The man behind many of those decisions was not Walker but his father, Sir Malcolm Walker, the company’s founder and executive chairman, who claims to have coined the phrase “Frankenstein foods”. “Our business was about walking a tightrope between what people will spend on food and the absolute quality of the product,” Sir Malcolm wrote about GM foods in Best Served Cold, his 2013 autobiography. “We had to compete but we also had to be ethical. Our customers were mainly on a low income but they had a right to a choice.”
Not that he minded the publicity such moves attracted. “I wasn’t embarrassed to shout about them and try to turn them into a point of difference. They were certainly good for sales and our constant high profile in the media brought in new customers.”

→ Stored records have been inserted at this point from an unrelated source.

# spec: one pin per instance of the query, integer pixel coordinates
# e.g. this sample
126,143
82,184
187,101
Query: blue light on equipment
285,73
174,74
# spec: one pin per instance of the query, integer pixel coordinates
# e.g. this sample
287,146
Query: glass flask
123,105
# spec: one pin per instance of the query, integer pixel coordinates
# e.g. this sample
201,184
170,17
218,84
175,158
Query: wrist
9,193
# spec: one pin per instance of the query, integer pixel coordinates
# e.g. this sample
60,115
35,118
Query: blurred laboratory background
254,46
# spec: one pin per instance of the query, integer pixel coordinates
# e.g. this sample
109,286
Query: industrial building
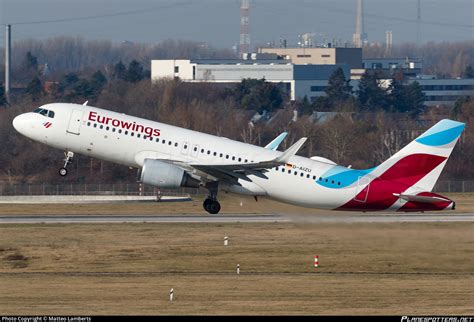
444,91
297,80
389,66
319,55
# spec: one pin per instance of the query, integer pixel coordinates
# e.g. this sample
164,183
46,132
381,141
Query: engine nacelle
164,175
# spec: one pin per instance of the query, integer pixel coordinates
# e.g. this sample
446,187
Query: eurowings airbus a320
171,157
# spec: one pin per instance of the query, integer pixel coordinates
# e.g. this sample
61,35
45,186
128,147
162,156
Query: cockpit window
44,112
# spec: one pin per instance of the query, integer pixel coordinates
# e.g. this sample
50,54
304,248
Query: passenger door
75,121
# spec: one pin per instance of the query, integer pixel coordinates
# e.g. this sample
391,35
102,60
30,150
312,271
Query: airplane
171,157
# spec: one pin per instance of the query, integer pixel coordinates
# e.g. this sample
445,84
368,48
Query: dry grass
403,269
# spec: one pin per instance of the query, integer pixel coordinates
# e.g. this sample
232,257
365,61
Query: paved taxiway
238,218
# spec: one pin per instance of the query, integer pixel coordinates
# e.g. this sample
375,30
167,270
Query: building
444,91
319,55
297,80
390,66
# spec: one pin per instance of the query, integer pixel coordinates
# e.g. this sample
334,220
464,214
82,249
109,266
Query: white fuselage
100,133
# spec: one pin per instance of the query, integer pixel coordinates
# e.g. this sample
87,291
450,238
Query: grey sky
217,21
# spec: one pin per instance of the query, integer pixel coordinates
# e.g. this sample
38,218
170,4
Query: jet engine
165,175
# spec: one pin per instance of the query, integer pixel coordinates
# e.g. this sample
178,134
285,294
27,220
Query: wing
231,173
418,198
235,171
276,142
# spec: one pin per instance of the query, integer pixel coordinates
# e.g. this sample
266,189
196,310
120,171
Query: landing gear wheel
68,155
214,207
211,206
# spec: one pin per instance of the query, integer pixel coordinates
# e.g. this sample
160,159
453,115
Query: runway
236,218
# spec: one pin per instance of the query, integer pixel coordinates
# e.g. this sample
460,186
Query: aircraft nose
20,123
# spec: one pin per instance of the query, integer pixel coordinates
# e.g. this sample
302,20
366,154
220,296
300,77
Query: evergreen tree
35,89
120,71
371,96
134,72
98,81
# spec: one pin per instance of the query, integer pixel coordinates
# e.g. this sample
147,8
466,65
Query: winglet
276,142
291,151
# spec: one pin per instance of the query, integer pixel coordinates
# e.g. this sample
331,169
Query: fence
131,189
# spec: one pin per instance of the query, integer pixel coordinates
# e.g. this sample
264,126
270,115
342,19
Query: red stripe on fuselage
398,178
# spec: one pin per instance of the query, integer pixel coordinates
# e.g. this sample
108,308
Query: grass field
402,269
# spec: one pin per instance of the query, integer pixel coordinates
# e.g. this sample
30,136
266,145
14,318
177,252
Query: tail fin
422,160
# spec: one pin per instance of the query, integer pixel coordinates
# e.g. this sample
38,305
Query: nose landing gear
211,205
68,155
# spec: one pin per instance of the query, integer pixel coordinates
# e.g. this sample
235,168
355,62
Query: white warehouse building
297,80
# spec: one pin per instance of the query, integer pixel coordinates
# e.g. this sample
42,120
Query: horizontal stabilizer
291,151
418,198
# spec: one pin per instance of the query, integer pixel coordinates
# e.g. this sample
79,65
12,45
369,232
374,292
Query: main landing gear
68,155
211,205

Richard Walker is more circumspect, saying there was no clear-cut evidence of a sales boost from the Rang-tan advert. The company also incurred significant costs by helping its suppliers remove palm oil from its ranges, at a time when it is carrying a relatively high debt load and facing challenging trading conditions. Iceland’s borrowings — more than five times its earnings — stem from a leveraged buyout of the group led by Sir Malcolm in 2012. The ratio of debt to earnings is below two at all the major UK supermarkets.

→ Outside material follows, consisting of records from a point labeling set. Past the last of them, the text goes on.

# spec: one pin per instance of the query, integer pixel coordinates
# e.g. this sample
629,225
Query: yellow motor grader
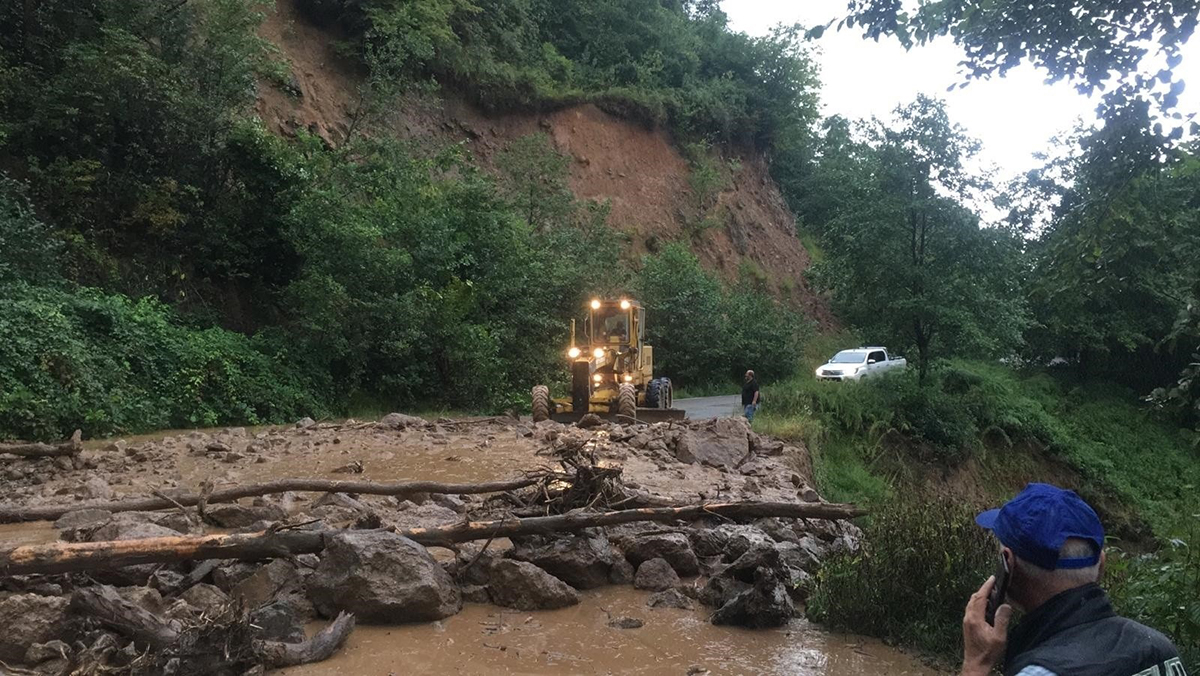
612,370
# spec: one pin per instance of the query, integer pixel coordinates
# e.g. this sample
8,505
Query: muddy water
485,639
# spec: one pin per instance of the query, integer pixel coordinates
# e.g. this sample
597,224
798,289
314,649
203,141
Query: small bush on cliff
703,331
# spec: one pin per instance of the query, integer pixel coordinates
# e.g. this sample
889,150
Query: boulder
400,422
729,540
277,622
82,519
427,515
454,503
27,620
622,572
670,598
766,604
627,623
131,526
582,562
797,556
227,576
382,578
37,653
233,515
523,586
145,598
279,576
589,420
720,590
95,489
675,548
475,593
766,446
205,597
655,575
720,442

An even more complex undertaking is Iceland’s pledge to remove all plastic from its own-label ranges by 2023, another area where rivals have followed its lead. Plastic, which is cheap and versatile, is integral to food packaging, but the BBC’s Blue Planet wildlife documentaries have raised public awareness of its environmental effects.
Walker says there have been some early wins. Wrapping bananas in a cardboard girdle rather than bagging them has saved 10m plastic bags a year, for instance. “We are a fifth of the way on the journey in terms of tonnage, though I’m not entirely happy. If you go into our shops now, it is still a wall of plastic,” he says.
Walker also admits there is a degree of contradiction in a company that owns a private jet lecturing others about environmentalism. “There are contradictions in all our lives, but I don’t think the answer is to live in a cave and never fly anywhere,” he says.
Rita Clifton, co-founder of BrandCap, a consultancy, says Iceland seemed to have overcome the “radical at the research questionnaire but reactionary at the checkout” situation, where customers profess strong views about an issue but fail to act on them if that would mean bearing additional costs. Last December, Wilmar, the world’s largest palm oil trader, said it would improve the monitoring of its suppliers, a decision Greenpeace described as “a breakthrough moment”. The previous month, the RSPO had said it would commit to a no-deforestation policy.
It is impossible to know to what degree the advert influenced these changes, given that environmental organisations have lobbied food manufacturers and retailers for years to clean up their act on palm oil.
Clifton says it is easy to criticise the flaws in such initiatives, but adds: “If they’re nudging the peanut forward in the right way, they should be encouraged as well as monitored.”